String initialization with pair of iterators - c++

I'm trying to initialize string with iterators and something like this works:
ifstream fin("tmp.txt");
istream_iterator<char> in_i(fin), eos;
//here eos is 1 over the end
string s(in_i, eos);
but this doesn't:
ifstream fin("tmp.txt");
istream_iterator<char> in_i(fin), eos(fin);
/* here eos is at this same position as in_i*/
//moving eos forward
for (int i = 0; i < 20; ++i)
{
++eos;
}
// trying to initialize string with
// pair of iterators gives me ""
// result
string s(in_i, eos);
Thank you.

I don't think you can advance the end iterator to a suitable position: to advance the iterator means to read input, also both iterators are referencing the same stream - therefore advancing one iterator means to advance the second. They both end up referencing the same position in the stream.
Unless you are willing to write or find an iterator adaptor (boost?) that does an operation on n items referenced by some iterator, it might not be possible to initialize the string like that. Or you read the value with other methods and set the value of the string later.

istream_iterator is input so your second code fragment isn't correct, you can't do this (second pass). Please look here and pay attention to "single pass" algorithms support (second paragraph under "description" title). First fragment doesn't try to perform 2 passes.
Is this explanation OK? BTW SGI STL reference (from where I posted link) is somewhat outdated but very usable for some quick references (by my opinion). I'd recommend it to be bookmarked.

The istream_iterator is a very limited iterator knows as a input iterator.
See: http://www.sgi.com/tech/stl/InputIterator.html
But basically for input iterators very few gurantees are made.
Specifically to your case:
i == j does not imply ++i == ++j.
So your first example is an iterator that is passed the end of stream. It is valid (as long as it is not incremented) and comparable to other iterators so works for reading the whole stream.
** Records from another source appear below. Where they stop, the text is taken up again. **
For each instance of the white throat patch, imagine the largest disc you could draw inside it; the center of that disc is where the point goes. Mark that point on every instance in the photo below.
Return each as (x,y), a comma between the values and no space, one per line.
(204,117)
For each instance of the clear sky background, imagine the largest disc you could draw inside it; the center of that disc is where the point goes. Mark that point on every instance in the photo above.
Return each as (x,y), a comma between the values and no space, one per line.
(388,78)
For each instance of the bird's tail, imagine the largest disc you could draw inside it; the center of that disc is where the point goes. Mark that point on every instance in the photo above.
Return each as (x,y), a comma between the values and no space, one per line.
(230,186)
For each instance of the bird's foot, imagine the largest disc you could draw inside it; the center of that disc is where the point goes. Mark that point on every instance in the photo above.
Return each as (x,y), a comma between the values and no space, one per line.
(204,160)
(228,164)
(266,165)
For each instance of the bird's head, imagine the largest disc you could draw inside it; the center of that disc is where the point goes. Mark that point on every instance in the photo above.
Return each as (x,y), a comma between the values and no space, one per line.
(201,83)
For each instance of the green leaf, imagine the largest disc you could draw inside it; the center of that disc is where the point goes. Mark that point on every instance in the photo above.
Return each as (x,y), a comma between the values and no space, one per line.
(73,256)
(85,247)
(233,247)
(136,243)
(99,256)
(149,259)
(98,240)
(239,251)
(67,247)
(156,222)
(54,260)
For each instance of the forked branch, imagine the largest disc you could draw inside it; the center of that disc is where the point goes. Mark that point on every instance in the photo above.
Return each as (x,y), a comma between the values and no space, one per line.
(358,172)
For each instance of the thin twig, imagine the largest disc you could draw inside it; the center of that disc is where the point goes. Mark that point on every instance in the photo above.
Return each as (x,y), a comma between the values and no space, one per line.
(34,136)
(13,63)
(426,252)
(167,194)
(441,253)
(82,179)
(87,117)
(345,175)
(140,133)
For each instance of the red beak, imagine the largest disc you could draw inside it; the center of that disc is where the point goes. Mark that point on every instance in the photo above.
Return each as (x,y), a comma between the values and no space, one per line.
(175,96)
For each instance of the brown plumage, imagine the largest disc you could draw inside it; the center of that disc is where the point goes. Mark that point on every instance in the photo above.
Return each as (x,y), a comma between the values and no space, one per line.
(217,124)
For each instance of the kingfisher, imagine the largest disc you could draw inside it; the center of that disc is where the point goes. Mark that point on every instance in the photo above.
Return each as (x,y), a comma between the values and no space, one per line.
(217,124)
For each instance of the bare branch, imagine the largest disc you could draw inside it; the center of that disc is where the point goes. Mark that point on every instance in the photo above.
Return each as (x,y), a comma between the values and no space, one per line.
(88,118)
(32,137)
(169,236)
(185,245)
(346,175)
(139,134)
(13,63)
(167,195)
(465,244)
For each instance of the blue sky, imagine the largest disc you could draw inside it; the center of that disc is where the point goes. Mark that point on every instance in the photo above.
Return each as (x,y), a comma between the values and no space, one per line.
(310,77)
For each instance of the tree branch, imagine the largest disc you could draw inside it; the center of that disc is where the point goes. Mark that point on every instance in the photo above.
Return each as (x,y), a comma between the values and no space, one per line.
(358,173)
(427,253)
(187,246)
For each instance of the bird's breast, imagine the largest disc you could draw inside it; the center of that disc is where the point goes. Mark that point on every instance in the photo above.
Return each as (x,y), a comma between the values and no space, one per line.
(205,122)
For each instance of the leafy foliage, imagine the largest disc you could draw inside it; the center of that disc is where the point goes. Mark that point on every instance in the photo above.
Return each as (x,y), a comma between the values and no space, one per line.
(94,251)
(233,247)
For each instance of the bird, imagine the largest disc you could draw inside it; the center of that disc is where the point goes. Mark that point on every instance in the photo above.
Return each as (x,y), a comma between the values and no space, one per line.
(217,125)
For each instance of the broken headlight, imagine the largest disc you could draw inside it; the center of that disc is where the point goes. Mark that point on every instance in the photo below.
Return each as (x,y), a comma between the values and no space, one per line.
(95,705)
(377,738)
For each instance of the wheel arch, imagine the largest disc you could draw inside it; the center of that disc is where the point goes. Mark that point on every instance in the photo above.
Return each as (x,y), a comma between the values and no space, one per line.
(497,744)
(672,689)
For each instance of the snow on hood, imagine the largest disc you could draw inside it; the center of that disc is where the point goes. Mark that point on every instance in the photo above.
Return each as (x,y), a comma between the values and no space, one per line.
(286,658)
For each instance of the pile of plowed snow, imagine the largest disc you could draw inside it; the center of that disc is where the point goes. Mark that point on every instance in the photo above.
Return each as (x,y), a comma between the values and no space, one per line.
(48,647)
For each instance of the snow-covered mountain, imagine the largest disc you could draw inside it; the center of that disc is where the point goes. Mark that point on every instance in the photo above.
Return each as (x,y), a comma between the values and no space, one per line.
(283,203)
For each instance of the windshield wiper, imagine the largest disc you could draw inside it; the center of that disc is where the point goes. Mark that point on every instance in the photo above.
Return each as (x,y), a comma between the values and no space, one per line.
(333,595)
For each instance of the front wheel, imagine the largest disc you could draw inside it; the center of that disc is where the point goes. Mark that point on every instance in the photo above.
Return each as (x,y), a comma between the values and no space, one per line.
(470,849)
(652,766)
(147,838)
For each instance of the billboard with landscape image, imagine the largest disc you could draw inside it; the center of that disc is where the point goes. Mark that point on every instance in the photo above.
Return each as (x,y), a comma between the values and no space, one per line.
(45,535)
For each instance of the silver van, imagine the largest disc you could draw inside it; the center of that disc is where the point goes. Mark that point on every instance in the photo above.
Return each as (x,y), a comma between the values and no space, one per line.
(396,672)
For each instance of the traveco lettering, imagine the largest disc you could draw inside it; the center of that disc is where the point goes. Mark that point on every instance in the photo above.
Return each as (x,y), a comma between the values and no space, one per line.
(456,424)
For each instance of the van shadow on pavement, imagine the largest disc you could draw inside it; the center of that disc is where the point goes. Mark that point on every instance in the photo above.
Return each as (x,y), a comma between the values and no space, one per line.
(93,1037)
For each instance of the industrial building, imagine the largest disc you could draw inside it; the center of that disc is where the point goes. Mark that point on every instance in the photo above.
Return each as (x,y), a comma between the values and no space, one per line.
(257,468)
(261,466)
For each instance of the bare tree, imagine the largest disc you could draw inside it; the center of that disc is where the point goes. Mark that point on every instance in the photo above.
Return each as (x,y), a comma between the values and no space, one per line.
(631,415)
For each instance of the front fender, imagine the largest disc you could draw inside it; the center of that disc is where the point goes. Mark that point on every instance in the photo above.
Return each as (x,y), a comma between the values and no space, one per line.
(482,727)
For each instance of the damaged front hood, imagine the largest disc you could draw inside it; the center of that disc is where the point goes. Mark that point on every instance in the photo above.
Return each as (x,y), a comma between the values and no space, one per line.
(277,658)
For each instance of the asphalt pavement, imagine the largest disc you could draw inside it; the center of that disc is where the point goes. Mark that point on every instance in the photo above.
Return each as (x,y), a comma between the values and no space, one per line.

From the standard [24.5.1]/1:
[...] The constructor with no arguments
istream_iterator() always constructs
an end of stream input iterator
object, which is the only legitimate
iterator to be used for the end
condition. [...] The main peculiarity of the istream iterators is the fact that ++ operators are not equality preserving, that is, i == j does not guarantee at all that ++i == ++j. Every time ++ is used a new value is read.
[24.5.1]/3
Two end-of-stream iterators are
always equal. An end-of-stream
iterator is not equal to a
non-end-of-stream iterator. Two
non-end-of-stream iterators are equal
when they are constructed from the
same stream
The first paragraph states that you cannot use any but end-of-stream iterators as end conditions, so your first usage is correct and expected. The third paragraph in the chapter states that any two non-end-of-stream iterators into the same stream are guaranteed to be equal at all times. That is, the second usage is correct from the language standpoint and will provide the results you are getting.
The last part of paragraph 1, where it states that i == j does not imply ++i == ++j deals with the particular case of one last element present in the stream. After incrementing the first of the iterators (either i or j) the datum is consumed by that iterator. Advancing the other iterator will hit the end of stream and thus the two iterators will differ. In all other cases (there is more than one datum left in the stream), ++i == ++j.
Also note that the sentence ++i == ++j executes two mutating operations on the same element (stream) and thus it is not which of the two iterators get the first/second datum in the stream.

Related

Input iterator can be read repeatedly while Output Iterator can only be written once?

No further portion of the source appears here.